当時の源四郎さんは、生徒集めや、資金、教員集めなどで頭がいっぱいで、一日中あちこち歩き回っていたのだろう。
聞けば昭和15年、戦争前に「人生は芸術だ」を掲げて、女子教育のために桜ケ丘を創立したというからすごい♫
とは言え失礼ながらその後何度も学校の売却や合併を考えた日もあったのではと思う。
だがそうせずに学校を守り続けたのは独立自尊の精神!!、建学の理想、そして関係者の協力のお陰と僕は思う。
«②百姓の渋沢と私立の一橋»
NHK大河ドラマ来年の主人公「日本資本主義の生みの親・渋沢栄一」は僕の母校「一橋大学の生みの親」でもある。
渋沢は埼玉の農家の息子(家業は藍玉の製造販売)だが、優秀で幼少から論語を学び、攘夷思想にかぶれて江戸へ。
➡縁あって一橋家の家臣に➡幕臣➡新政府大蔵省仕官。
➡下野して企業6百社、学校など設立➡「論語と算盤」で有名。
一方一橋大学は明治8年、私立商法講習所(駐米公使から帰国早々の森有礼が創立。

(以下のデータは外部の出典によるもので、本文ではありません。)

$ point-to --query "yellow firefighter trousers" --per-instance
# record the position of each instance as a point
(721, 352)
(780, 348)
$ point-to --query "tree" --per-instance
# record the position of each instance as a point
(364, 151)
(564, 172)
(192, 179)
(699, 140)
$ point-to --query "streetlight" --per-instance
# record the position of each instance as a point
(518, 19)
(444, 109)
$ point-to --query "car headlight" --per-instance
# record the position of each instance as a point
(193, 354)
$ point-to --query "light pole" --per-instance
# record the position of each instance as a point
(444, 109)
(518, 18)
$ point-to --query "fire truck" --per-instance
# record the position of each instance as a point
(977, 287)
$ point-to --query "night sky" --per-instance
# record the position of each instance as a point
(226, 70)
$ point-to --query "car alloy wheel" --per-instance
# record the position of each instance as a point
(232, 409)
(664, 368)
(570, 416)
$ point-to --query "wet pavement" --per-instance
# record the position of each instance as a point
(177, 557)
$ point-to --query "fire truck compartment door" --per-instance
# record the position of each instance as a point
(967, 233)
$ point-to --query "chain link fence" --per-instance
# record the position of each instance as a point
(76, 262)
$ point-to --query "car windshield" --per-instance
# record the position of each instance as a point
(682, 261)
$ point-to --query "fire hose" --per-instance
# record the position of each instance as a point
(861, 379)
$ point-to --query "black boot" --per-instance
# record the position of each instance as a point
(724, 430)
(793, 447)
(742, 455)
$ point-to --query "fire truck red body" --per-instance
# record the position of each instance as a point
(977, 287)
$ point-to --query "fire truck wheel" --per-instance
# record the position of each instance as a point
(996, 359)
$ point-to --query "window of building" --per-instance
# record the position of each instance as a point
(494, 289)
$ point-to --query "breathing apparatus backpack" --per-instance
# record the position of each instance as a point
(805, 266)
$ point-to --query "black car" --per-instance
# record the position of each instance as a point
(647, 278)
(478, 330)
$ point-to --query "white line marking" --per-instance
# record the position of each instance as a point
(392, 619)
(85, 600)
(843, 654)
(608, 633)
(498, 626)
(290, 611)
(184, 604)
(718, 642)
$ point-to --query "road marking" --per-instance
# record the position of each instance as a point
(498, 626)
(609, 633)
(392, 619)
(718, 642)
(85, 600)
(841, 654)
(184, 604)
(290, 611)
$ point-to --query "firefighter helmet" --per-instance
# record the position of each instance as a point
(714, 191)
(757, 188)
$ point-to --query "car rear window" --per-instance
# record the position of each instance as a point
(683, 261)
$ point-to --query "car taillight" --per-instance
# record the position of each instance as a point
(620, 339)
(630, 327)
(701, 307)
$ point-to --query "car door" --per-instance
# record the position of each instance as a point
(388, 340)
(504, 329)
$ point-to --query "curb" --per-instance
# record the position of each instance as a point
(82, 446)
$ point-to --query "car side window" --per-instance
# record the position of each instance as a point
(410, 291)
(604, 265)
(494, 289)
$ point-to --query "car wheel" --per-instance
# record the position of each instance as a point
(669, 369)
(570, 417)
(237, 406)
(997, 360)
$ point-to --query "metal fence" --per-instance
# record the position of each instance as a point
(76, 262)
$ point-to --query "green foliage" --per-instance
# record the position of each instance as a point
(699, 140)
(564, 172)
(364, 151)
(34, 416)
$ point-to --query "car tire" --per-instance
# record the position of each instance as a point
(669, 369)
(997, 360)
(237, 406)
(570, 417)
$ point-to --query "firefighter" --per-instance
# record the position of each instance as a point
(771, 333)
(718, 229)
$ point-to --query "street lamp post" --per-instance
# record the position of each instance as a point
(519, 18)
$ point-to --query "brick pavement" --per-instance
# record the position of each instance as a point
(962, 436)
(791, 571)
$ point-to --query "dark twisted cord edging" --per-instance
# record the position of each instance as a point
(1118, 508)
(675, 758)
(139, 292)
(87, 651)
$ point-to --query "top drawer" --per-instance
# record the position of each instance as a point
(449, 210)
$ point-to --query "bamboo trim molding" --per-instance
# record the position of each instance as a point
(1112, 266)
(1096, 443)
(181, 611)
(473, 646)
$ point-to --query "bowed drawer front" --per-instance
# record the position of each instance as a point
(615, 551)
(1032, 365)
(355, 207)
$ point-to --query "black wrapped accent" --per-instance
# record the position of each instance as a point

銀座松坂屋前の味噌屋の2階。)
➡すぐに東京商工会議所管理へ。(経営委員が渋沢栄一、福沢諭吉ら。)➡やがて農商務省直轄へ。
➡明治18年、国立・東京高等商業学校➡大正9年、東京商科大学昇格。➡昭和24年、一橋大学。
ご覧になってお分かりの様に、渋沢も一橋大学も経歴が波瀾万丈。
渋沢は才能と人柄を認められ、百姓から幕臣まで大出世し、徳川慶喜隠遁後は、虎の威を借りて?新政府で重用。
一橋は私立から出発して国立専門学校、国立単科大学へと昇格した。
日本は当時商業教育に冷淡だったが一橋は「これからは経済の時代」「官製大学や法科万能主義がなんだ」の気風が強かった。
だから政府が「廃校又は東大と合併」と命じた時など、全学生1,500人が一斉に退学届を出して反対した!!